Netflix’s Coraline-Inspired Trailer for I Am Frankelda Has Just Dropped

Following Guillermo del Toro’s Pinocchio, Wendell & Wild, and the latest Wallace & Gromit, Netflix is rolling out a new stop-motion film, and the trailer for I Am Frankelda is already blowing us away.

Fans of quirky, festival-hopping cinema have, for some, already had the chance to discover I Am Frankelda, the cinema-format prequel to the Mexican animated series Los Sustos Ocultos de Frankelda. Indeed, since 2025, the Mexican stop-motion feature written and directed by newcomers Arturo and Roy Ambriz has been winning over audiences at international genre-film festivals.

This flamboyant tale about a 19th-century horror novelist who must confront the monsters of her own creation in her subconscious has charmed audiences so much that I Am Frankelda is coming to Netflix very soon, and its trailer packed with fantastical imagery has just dropped.

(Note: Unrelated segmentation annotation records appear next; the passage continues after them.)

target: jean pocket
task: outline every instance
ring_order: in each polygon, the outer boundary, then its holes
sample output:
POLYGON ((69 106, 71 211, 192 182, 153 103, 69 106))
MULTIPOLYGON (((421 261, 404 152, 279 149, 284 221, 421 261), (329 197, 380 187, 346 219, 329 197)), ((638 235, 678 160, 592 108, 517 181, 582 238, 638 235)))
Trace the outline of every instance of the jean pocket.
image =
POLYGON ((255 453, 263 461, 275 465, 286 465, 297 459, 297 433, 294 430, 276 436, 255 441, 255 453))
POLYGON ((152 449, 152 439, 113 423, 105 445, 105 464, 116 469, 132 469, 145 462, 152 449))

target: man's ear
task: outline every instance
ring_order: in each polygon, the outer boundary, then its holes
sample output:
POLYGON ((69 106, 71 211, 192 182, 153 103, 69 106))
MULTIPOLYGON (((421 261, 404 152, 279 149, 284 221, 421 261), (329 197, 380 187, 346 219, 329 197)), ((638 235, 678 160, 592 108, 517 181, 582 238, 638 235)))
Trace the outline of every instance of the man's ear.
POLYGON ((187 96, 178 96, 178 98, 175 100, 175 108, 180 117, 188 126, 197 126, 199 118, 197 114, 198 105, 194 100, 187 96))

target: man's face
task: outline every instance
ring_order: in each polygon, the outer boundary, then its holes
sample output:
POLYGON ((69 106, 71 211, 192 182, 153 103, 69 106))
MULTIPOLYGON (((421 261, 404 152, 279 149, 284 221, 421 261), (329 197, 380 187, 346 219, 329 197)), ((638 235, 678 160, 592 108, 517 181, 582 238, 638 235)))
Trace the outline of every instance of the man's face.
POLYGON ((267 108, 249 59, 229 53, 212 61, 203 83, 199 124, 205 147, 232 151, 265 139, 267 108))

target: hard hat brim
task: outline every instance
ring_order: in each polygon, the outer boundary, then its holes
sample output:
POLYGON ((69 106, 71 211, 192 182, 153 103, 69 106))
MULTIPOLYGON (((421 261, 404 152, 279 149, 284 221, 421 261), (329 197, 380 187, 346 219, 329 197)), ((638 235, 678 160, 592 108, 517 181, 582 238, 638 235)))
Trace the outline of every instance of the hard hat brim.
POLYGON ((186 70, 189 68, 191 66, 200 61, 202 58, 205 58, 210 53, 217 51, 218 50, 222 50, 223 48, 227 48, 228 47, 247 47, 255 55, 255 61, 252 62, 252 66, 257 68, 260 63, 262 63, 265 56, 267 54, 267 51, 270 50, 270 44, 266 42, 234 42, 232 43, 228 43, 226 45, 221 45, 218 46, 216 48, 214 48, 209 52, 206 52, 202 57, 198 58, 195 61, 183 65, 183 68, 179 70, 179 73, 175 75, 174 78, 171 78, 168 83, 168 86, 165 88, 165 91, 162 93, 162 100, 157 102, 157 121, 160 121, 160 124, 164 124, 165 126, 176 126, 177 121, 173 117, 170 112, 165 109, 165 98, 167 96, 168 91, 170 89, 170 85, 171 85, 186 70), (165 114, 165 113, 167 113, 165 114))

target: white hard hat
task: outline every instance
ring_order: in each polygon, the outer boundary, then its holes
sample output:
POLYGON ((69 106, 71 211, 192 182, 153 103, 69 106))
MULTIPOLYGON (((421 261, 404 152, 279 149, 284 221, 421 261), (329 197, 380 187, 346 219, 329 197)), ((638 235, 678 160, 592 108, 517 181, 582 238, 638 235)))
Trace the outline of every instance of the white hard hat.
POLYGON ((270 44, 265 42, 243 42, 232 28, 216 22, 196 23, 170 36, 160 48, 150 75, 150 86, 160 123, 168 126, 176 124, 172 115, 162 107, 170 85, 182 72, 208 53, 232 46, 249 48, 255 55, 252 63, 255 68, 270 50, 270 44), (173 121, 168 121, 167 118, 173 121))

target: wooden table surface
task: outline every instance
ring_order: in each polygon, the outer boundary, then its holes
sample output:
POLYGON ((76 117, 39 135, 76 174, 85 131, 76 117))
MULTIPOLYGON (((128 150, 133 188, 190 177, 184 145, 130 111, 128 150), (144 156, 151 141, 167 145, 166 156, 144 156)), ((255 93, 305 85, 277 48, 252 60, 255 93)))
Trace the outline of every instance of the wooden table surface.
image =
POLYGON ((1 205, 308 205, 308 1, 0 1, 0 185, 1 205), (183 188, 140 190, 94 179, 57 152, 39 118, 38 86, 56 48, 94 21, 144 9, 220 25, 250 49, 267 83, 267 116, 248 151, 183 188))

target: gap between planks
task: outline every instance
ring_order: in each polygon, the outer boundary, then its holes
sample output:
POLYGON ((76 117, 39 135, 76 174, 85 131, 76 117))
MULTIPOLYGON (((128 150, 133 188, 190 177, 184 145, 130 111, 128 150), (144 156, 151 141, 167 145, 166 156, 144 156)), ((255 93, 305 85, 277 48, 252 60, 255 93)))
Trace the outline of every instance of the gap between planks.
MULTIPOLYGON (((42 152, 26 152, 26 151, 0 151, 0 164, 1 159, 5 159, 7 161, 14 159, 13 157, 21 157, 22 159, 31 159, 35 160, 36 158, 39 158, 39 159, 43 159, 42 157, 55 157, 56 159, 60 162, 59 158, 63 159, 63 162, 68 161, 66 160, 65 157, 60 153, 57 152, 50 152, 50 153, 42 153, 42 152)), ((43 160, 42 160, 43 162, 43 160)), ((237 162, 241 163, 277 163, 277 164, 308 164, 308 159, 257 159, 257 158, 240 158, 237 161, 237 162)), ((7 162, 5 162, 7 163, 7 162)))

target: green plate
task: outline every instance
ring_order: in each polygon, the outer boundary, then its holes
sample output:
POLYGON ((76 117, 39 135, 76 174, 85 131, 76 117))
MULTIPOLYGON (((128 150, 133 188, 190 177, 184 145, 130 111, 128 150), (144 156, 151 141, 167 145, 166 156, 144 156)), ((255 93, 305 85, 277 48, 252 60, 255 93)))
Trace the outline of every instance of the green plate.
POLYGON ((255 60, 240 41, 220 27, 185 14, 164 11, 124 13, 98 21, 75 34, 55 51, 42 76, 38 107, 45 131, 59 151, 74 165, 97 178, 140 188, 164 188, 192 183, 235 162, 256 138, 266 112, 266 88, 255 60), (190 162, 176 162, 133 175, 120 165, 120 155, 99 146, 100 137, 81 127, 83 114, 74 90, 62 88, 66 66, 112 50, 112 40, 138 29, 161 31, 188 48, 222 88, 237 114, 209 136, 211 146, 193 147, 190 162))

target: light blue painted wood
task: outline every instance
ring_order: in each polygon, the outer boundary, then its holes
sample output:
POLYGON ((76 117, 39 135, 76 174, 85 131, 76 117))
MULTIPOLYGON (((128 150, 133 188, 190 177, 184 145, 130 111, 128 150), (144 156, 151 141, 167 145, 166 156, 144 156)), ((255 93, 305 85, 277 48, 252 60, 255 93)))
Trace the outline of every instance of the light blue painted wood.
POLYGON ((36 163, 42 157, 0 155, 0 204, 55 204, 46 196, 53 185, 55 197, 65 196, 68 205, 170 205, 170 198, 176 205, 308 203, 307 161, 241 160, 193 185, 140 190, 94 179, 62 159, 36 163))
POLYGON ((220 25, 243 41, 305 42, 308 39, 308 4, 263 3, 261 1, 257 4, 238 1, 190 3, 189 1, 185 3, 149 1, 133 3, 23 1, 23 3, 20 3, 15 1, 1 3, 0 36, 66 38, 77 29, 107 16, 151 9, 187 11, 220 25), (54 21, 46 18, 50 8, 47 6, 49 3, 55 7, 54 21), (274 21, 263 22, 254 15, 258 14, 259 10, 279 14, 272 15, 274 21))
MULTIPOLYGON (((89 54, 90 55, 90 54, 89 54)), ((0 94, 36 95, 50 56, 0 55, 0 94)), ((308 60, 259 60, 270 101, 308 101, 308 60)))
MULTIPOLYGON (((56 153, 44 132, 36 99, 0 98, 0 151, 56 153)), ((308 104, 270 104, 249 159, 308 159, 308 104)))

Frankelda, a Mexican Coraline

I Am Frankelda is the first fully independent Mexican feature film entirely crafted in stop-motion, and it’s heartening to see Netflix ready to give it a premier place in its catalog. The platform isn’t chasing the stop-motion flag alone, having previously produced Henry Selick’s Wendell & Wild (famous for The Nightmare Before Christmas and Coraline), released Wallace & Gromit: The Curse of the Were-Rabbit, and helped shepherd Guillermo del Toro’s Pinocchio.

Moreover, Guillermo del Toro is no small part of I Am Frankelda‘s story, because the director, impressed by the Ambriz brothers’ ambition, became a patron to help bring the project to life.

Today, the general public will finally be able to discover the film whose trailer showcases a trove of highly colorful and rich images, with handcrafted animation that appears particularly complex and sophisticated, plunging us back into the golden era of stop-motion.

The universe, half cute, half morbid, simultaneously dark and flamboyant that seems to belong to Frankelda obviously echoes the works of the aforementioned Guillermo del Toro and Henry Selick, but also, unsurprisingly, nods to some of Tim Burton’s (great) films or Pixar’s Coco, even though the latter was CGI. In short, a stellar lineup that has both kids and adults eager. And that’s timely, because I Am Frankelda lands on Netflix on June 12.